Wishing you all a lovely Fourth of July weekend.
PS: A few more recipes for the Fourth.
Last summer I learned to keep my basil out of the fridge in a small vase or large cup in a small amount of water. It works so well — this bunch of basil is for over a week old:
Normally I can’t squeeze enough lemon or sprinkle enough vinegar over these sorts of salads, but I really like these chickpeas without any acid. If you have leftover cooked chickpeas, store them in the fridge in their cooking liquid. This sauté is great day-old, too, though the color of the herbs dulls after a night in the fridge.

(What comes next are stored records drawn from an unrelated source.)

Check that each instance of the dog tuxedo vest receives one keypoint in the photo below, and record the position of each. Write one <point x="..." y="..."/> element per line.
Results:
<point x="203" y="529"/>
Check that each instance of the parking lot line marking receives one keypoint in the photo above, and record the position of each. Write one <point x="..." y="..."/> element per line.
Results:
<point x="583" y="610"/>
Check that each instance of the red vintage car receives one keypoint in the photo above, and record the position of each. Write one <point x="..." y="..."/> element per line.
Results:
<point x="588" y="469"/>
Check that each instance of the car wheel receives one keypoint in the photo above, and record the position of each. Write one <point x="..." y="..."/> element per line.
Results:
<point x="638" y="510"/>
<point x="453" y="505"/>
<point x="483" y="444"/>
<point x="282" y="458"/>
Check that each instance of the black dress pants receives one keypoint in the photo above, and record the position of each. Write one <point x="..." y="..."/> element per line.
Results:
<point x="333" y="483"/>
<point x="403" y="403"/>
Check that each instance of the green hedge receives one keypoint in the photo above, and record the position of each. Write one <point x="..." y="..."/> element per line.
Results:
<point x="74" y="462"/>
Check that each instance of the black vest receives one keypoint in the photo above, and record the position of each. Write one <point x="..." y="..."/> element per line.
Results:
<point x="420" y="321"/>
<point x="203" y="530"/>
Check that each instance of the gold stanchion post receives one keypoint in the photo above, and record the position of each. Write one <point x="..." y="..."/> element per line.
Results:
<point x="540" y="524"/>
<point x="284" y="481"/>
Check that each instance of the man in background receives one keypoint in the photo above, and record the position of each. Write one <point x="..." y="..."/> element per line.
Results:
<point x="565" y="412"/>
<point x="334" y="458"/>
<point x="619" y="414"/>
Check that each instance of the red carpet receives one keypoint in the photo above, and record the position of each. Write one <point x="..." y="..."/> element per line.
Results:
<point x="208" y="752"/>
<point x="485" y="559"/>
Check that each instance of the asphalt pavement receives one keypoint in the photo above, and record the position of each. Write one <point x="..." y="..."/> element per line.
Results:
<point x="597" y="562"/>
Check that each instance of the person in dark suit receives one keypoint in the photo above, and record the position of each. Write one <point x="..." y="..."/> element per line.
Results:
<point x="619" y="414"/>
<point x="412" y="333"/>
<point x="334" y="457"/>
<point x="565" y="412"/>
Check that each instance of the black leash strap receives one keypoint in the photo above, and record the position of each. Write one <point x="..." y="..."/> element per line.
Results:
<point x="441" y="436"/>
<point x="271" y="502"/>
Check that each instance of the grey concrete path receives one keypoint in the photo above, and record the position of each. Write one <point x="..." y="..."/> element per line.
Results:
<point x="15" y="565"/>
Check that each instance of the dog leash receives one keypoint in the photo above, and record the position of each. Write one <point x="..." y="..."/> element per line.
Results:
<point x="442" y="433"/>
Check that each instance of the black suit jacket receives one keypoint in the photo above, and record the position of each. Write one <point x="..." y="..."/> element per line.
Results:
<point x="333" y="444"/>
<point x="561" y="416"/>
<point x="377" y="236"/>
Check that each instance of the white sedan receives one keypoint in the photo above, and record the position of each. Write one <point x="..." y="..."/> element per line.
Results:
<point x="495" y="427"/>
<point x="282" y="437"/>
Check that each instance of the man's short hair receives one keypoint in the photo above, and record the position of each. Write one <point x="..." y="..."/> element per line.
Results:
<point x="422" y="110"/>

- soaking and cooking the chickpeas:
- 3 tablespoons + 1 teaspoon salt
- 4 qts water
- 1 lb. dried chickpeas
- 1 onion, peeled and halved through the core
- a few sprigs thyme
- 1 clove garlic, smashed
- 1 bay leaf
- for the sauté:
- 1/4 cup pine nuts
- 3 tablespoons extra-virgin olive oil
- 1 clove garlic, minced or thinly sliced
- 4 cups cooked chickpeas, drained
- nice sea salt and pepper to taste
- 1/3 cup thinly sliced basil or more to taste
- a few tablespoons finely minced parsley or more to taste, optional
- bread for serving
- Soaking and cooking the beans:Dissolve the 3 tablespoons of salt into the water. Add the chickpeas and soak for 8 to 24 hours. Drain, and place in a pot with the onion, thyme, garlic, bay leaf and remaining teaspoon of salt. Cover with water by three inches. Bring to a boil, then lower heat and cook at the gentlest simmer for about an hour or until the chickpeas are cooked through. Let chickpeas cool in their cooking liquid. Discard thyme sprigs, bay leaf, and onion. Store chickpeas in their cooking liquid.
- Toast the pine nuts in a small skillet over low heat until light brown, about 5 to 10 minutes—watch closely to prevent burning. Transfer to a plate to cool.
- Making the sauté: Place the oil and chopped garlic in a large sauté pan over medium heat. When the garlic starts sizzling in the oil, add the chickpeas, and season with salt and pepper to taste. Don’t be afraid to go big on the salt—chickpeas can handle it. I started with 1 teaspoon of Maldon sea salt, and then added a pinch more.
- Add the pine nuts and the herbs, and sauté for a few minutes or until the chickpeas are heated through and nicely coated in the oil and herbs. Serve with more salt and pepper on the side.